Boston University has not yet released Lu's name, though it was revealed overnight in a state-run Chinese newspaper and has been independently confirmed by CBS News.

The New York Times reported that China is in mourning over Lu's death, with her account on the Twitter-like site Weibo attracting thousands of condolence messages. Lu, who had aspired to a career in finance, had embraced Christianity while in the United States. Her last message on Weibo, posted Monday morning, showed a fruit salad accompanied by the words, "My wonder breakfast!" 

In an email to CBSNews.com, a fellow Chinese graduate student at Boston University who posted a photo of Lu on Facebook Tuesday described her as "such a good girl."

Lu is the third fatality to be identified from the bombings. Eight-year-old Martin Richard and 29-year-old Krystle Campbell were also killed in the attacks. As of Tuesday, 27 people remained in Boston-area hospitals in critical condition.

The three victims killed by the bombing at the Boston Marathon on April 15, 2013, Krystle Campbell, Martin Richard and Lu Lingzi.

Campbell, a restaurant manager who was at the race with her best friend, was hailed by her mother on Tuesday as a "wonderful person" who was loved by everyone who knew her.

"She was always smiling, friendly," said Patty Campbell, through tears. "I couldn't ask for a better daughter.
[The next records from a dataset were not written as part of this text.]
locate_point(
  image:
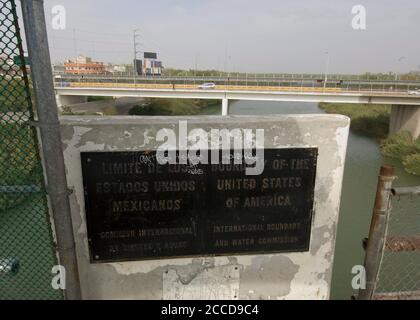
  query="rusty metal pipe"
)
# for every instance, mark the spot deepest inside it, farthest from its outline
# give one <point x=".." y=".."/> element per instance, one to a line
<point x="377" y="232"/>
<point x="406" y="191"/>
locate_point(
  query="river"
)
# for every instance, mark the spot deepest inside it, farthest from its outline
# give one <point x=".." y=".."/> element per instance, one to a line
<point x="359" y="185"/>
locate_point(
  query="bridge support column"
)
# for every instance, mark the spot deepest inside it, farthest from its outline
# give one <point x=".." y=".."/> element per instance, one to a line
<point x="225" y="106"/>
<point x="405" y="118"/>
<point x="63" y="101"/>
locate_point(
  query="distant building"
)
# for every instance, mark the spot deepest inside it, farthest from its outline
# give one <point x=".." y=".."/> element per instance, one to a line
<point x="84" y="65"/>
<point x="116" y="68"/>
<point x="59" y="68"/>
<point x="151" y="66"/>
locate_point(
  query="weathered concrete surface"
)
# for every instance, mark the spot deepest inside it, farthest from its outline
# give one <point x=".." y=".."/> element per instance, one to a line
<point x="64" y="101"/>
<point x="276" y="276"/>
<point x="405" y="118"/>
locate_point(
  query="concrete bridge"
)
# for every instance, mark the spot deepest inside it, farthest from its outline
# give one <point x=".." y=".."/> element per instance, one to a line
<point x="405" y="114"/>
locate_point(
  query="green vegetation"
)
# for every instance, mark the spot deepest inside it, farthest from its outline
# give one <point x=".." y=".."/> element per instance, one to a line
<point x="402" y="147"/>
<point x="174" y="107"/>
<point x="97" y="98"/>
<point x="370" y="120"/>
<point x="12" y="96"/>
<point x="19" y="158"/>
<point x="373" y="121"/>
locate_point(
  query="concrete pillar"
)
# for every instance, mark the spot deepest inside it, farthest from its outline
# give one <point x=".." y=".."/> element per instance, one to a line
<point x="225" y="106"/>
<point x="405" y="118"/>
<point x="63" y="101"/>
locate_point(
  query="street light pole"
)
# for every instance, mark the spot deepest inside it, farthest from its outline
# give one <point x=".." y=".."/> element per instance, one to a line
<point x="326" y="70"/>
<point x="135" y="35"/>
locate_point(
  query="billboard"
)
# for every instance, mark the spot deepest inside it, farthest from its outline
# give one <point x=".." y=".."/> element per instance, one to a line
<point x="138" y="66"/>
<point x="150" y="55"/>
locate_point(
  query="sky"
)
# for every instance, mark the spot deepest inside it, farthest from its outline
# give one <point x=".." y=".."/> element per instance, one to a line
<point x="272" y="36"/>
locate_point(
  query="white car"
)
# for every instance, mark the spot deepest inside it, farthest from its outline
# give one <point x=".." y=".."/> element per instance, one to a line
<point x="414" y="92"/>
<point x="209" y="85"/>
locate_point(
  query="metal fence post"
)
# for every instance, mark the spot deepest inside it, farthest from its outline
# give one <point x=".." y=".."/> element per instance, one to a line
<point x="377" y="231"/>
<point x="41" y="74"/>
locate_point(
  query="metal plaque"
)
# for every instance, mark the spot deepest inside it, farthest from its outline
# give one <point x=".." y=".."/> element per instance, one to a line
<point x="137" y="209"/>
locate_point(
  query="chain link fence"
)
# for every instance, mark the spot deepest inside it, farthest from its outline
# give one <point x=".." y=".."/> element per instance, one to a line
<point x="27" y="251"/>
<point x="399" y="274"/>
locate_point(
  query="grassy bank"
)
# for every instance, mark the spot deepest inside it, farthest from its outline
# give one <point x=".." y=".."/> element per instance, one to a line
<point x="373" y="121"/>
<point x="174" y="107"/>
<point x="369" y="120"/>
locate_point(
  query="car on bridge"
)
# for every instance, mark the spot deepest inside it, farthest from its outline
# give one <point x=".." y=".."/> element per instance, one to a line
<point x="207" y="86"/>
<point x="414" y="92"/>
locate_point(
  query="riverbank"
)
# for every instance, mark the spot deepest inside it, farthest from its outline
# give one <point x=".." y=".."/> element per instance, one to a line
<point x="373" y="121"/>
<point x="175" y="107"/>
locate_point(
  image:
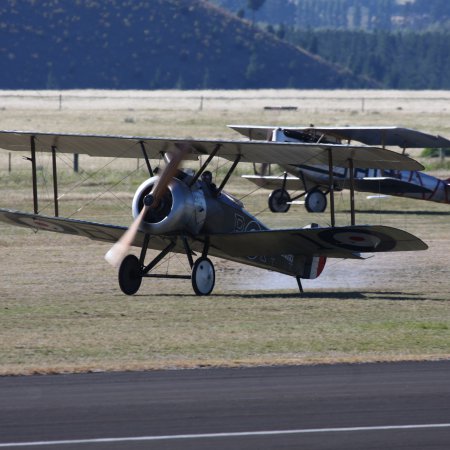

And I can't believe this is happening."

Patty Campbell and her husband William were initially informed that their daughter was alive and in surgery. When they got to Mass General hospital they discovered that the young woman being operated on was not their daughter.

William Campbell described his daughter to the Associated Press as a "very caring, very loving person," adding that she "was daddy's little girl."

Martin Richard, from the tight-knit community of Dorchester, Mass., was described as a caring boy with a love of learning who liked to climb trees in his neighborhood. 

His mother Denise, the school librarian at his school, was badly injured in the attacks, and reportedly underwent emergency brain surgery Monday to save her life. His younger sister Jane, also a student at Pope John Paul II Catholic Academy, reportedly lost one of her legs. Martin's older brother and father were unharmed. 

The Richard family is pictured here in this photo from April 26, 2009. Clockwise from left is older son, Henry, mother Denise, father Bill, younger son, Martin, and daughter Jane.